Another initiative was the U.N. Security Council’s unanimous Resolution on July 14, 2023, asking the Secretary-General to produce options to help combat Haiti’s armed gangs. The time for submitting the Secretary General’s report has yet to elapse.

The U.S. Ambassador to the U.N., Linda Thomas-Greenfield, disclosed that the U.S. will be seeking Security Council endorsement for Kenya to lead a multinational force into Haiti, saying, “This is not a traditional peacekeeping force, this is not a traditional security situation […] We have gangs that have overtaken the country, … that are terrorizing civilians every single day.” She admitted that the situation was “unusual.”

What is being proposed is not a traditional U.N. peacekeeping force but a military exercise designed to eliminate heavily armed gangs created by elements of Haiti’s political and business classes, which are now out of their control.

While no one would disagree with the U.S. that Haiti desperately needs stabilization, not everyone will be convinced that a foreign multinational force, especially one not fully endorsed by the U.N. Security Council, is the answer.

Equally concerning is that any intervention in Haiti should be at the expressed wish of most stakeholders in Haiti, including political parties, civil rights groups, the business community, and the influential Haitian diaspora.

Foreign intervention in Haiti is likely to secure the desired broad consensus among Haitians if they agree with the terms, including oversight, agreement on its purpose, and the expiry of its stay.

Moreover, the essential question remains of who is in charge of the country while it endures these events.

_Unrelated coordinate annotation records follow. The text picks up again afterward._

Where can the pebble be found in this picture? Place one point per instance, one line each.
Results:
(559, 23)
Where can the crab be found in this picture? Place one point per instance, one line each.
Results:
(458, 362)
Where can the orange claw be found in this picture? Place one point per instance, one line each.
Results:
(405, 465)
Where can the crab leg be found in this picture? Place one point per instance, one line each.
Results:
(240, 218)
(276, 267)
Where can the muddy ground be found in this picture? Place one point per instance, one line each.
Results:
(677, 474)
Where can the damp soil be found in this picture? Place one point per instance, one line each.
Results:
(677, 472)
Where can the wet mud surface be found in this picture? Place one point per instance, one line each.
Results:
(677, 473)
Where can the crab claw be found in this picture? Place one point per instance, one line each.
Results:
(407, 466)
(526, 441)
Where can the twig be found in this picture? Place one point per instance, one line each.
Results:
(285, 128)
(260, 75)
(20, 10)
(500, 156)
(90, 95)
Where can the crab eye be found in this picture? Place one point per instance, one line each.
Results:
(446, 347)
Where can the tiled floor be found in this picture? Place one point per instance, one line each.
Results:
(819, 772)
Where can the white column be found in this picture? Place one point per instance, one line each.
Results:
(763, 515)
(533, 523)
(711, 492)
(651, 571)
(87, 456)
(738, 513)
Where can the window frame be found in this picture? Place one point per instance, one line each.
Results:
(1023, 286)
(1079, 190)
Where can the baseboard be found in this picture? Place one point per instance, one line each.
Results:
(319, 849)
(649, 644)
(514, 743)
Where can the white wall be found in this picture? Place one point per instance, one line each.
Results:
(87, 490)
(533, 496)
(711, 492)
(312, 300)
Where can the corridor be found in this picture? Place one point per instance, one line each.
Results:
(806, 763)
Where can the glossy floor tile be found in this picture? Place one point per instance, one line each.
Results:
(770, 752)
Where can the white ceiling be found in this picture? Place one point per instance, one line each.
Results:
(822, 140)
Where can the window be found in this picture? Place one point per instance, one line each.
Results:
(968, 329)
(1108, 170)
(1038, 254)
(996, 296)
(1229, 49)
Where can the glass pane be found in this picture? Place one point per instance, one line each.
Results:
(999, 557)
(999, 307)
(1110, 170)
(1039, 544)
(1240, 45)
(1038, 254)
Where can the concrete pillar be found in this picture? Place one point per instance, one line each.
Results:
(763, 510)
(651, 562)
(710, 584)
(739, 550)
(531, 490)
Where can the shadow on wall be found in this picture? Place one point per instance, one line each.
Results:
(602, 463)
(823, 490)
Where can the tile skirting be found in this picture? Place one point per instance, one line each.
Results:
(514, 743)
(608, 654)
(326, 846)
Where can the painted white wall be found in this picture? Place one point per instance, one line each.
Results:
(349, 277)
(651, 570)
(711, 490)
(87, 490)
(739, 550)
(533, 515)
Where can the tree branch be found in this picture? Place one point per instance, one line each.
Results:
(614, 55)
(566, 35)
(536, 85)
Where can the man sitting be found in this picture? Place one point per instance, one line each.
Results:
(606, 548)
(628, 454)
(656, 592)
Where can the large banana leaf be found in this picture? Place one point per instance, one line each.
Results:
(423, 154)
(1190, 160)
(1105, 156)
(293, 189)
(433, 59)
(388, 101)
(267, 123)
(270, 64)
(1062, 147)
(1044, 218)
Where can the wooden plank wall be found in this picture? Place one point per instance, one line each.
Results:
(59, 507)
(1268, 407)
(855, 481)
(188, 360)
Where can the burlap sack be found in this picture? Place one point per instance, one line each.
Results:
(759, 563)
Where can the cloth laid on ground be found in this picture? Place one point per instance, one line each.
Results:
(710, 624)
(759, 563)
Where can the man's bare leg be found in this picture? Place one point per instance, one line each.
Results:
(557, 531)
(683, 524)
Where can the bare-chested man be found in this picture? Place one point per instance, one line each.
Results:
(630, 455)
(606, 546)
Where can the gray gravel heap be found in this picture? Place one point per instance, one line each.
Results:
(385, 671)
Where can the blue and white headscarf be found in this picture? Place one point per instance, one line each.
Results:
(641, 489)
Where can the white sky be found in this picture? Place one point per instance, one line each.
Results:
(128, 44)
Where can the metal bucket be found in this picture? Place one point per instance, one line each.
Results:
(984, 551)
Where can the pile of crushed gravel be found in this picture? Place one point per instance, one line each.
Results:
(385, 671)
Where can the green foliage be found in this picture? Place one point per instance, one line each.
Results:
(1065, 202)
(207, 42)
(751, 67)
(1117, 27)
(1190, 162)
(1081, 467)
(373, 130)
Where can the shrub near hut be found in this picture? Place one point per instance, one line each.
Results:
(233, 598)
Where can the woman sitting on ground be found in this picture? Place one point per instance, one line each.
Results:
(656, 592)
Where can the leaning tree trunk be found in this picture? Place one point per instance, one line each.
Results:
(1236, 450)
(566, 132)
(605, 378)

Will it continue to be an unelected group or a transitional government comprised of representatives of political parties, civil society, the business community, and qualified Haitians in the diaspora?

Achieving a Haitian consensus on a multinational force and the terms and objectives of its operations should be the first effort on which energies should be exerted.

*(The writer is Antigua and Barbuda’s Ambassador to the United States and the Organization of American States. He is also a Senior Fellow at the Institute of Commonwealth Studies at the University of London and Massey College at the University of Toronto. The views expressed are entirely his own.)